I could not help but begin to laugh. Holmes regarded me with the utmost aggrievement, which only made me laugh all the harder. My shoulders shook; I grasped the back of the chair to steady myself.

"A gentleman's lotion should not smell of roses or Turkish Delight, Holmes, old fellow. I should very much like to see the bottle in question, if you would not object?"

"I would, and do, object," said Holmes, quite churlish now. I did my best not to burst into a renewed fit of laughter. I found myself scrutinising my friend as he sipped furiously at his coffee, searching for evidence of any other new or unusual enhancements to his person.
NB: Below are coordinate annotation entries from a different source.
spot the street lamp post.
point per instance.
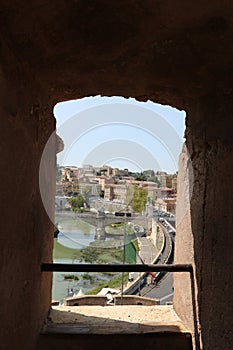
(124, 243)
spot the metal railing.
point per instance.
(56, 267)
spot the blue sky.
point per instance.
(120, 132)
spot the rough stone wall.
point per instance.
(26, 232)
(207, 226)
(177, 52)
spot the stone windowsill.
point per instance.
(113, 320)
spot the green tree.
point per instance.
(139, 199)
(76, 202)
(86, 195)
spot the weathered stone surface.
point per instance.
(178, 53)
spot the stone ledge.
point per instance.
(113, 320)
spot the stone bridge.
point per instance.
(101, 220)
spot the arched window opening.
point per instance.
(117, 156)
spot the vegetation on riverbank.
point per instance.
(113, 283)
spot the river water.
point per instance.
(74, 235)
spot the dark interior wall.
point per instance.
(205, 223)
(26, 232)
(210, 147)
(178, 53)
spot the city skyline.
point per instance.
(121, 133)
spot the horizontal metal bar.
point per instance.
(116, 268)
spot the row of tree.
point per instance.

He glared at me.

"It is better, at any rate, than smelling of cabbages or horse manure," he muttered, almost to himself. "I suppose if I went outside and rolled around in the gutters for five minutes before coming back upstairs, that would appease you?"

"Not remotely, Holmes. I am sure that the scent will fade over the next hour or two. If we can just keep you away from anyone and everything with sensitive nostrils for that period of time, we should be fine. Did you happen to apply anything else?"

"I may have added a dab of the accompanying cologne."

My hand involuntarily clamped itself to my forehead in disbelief.

"You added a rose and Turkish Delight scented cologne on top of the rose and Turkish Delight scented ladies' moisturising lotion, and you thought that this would be a good idea how, exactly?"

"No, no, no!" Holmes stamped his foot. "It is not a ladies' lotion. Oh - I am quite tired of this, I am going to take another bath."

"Very well," said I, as Holmes stormed in the direction of the door. "I do hope that it is not with a tablet of rose and Turkish Delight scented soap, otherwise this saga will continue all day."

Thirty minutes later, Holmes emerged from his bedroom, pink in the face and by now surely very clean. He sat down at the table once more. He eyed me defiantly as if to dare me to pass negative comment.

"I am happy to inform you that you no longer smell like either a florists or a confectioners, Holmes," said I, applauding him. He fought back a wry smile.

"I will not make that mistake again," said he, "and I may never eat another Turkish Delight in the future without blanching."

"Why should you want to, when you are quite sweet enough already," I chortled.

I managed to dodge the heavy armchair cushion launched squarely at my head by only the very narrowest of margins.